Ruffed Grouse and Evening Grosbeaks in snowy Ontario

Blue Jays and Northern Cardinals at our offices in Ithaca, New York

Tanagers and tiny toucans  (called aracaris) in tropical Panama

We wish you health, happiness, and safety! 

The Cornell Lab of Ornithology

Birding with Lewis & Clark

In these stressful times when we’re staying close to home, how about a trip across the US? This week Ed posted our 2019 birding trips on his Flickr site. A memorable trip was our month-long driving tour in July 2019 from Atlanta to the Oregon coast, a combination of birding and following the Lewis and Clark trail!

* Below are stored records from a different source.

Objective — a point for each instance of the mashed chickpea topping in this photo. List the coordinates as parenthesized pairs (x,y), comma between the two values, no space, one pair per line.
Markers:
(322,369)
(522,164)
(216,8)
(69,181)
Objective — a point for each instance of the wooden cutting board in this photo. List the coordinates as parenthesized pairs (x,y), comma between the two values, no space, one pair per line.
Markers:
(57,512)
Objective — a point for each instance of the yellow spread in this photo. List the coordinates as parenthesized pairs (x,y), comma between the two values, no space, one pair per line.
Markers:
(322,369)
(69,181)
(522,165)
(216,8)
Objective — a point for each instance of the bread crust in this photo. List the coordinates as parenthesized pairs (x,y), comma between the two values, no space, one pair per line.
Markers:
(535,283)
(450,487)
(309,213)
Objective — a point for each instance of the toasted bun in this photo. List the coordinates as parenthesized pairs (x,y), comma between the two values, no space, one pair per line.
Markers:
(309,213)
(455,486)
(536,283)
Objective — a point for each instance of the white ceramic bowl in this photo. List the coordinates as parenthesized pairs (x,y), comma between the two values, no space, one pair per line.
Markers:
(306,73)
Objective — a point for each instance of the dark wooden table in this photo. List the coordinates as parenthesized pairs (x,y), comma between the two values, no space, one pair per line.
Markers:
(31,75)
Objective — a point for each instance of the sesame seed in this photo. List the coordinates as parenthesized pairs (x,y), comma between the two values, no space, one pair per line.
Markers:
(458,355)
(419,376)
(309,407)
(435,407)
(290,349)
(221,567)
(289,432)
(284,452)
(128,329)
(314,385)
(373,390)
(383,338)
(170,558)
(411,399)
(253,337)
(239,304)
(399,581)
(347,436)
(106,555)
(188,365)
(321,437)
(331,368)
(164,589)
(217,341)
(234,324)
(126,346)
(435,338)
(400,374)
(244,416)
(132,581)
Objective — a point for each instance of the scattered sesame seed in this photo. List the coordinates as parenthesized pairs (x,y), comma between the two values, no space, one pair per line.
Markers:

After some birding in Michigan, we headed west and followed Meriweather Lewis and William Clark on their trek across North Dakota, Montana, Idaho, Washington and Oregon to the Pacific. Then back home through California, Nevada, Utah and the Midwest. Ed is an avid history buff, so this was definitely on his bucket list. I was a bit wary of a driving trip of that distance. But I have to say, it was a wonderful experience for 29 days!!! We visited many wonderful National Parks, including Theodore Roosevelt in North Dakota (what a fabulous sleeper), Yellowstone in Montana, Crater Lake in Oregon, and Redwood in California.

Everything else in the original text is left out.